For a private company, a minimum number of required shareholders is 2, whereas, for a public company, you require a minimum of 7 shareholders.
Legal formalities are sometimes very expensive and time-consuming, aren’t they? If you’re planning to start a public company, you better be prepared because there is a long list of legal formalities for forming a public company. Private companies have a comparatively shorter list.
A public company is required to disclose their financial reports to the public every quarter, as it will affect public investment; private companies are not subjected to any such compulsion.
Management and decision-making become more complex and confusing in public companies as more number of shareholders is to be consulted. This complex procedure is eliminated in a private company as the number of shareholders is less.
Private companies are not pressurized by the stock market and you don’t have to worry about shareholder expectations and interference as long as they work within the law. Shareholders in public companies are focused on current earnings and they exert pressure on the company to increase earnings.
Managers of public companies are pressurized to increase earnings in the short term in order to increase the value of their stock. Private companies can focus on long-term earnings as such pressure is eliminated.

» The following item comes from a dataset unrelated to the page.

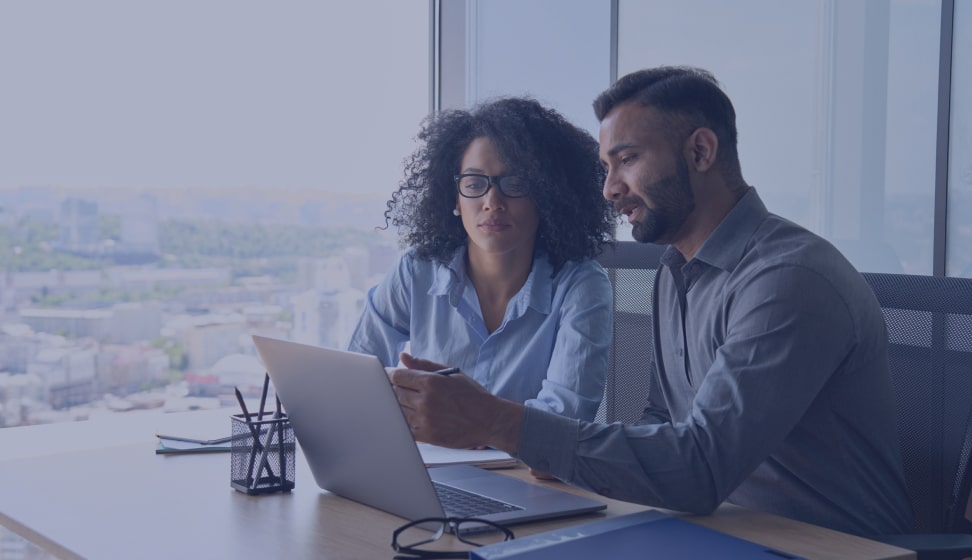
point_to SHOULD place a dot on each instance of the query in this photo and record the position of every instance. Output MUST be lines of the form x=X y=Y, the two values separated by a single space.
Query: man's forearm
x=504 y=430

You will be needing a lot of money for a public company. A public company requires a minimum share capital of Rs. 5,00,000. For a private company, the earlier minimum number of the share capital was Rs. 1,00,000, but now there is no such minimum compulsion. Therefore there is no pressure of fund requirements.
It is obviously not appropriate, for competitors to know
about your business secrets. Confidential information such as executive
compensation, legal settlements, and other essential information cannot be kept
reserved in public companies. Such information is more secure in a private
company.
Therefore, a Private Limited Company is less complicated compared to a Public company. It is comparatively less expensive and less time-consuming.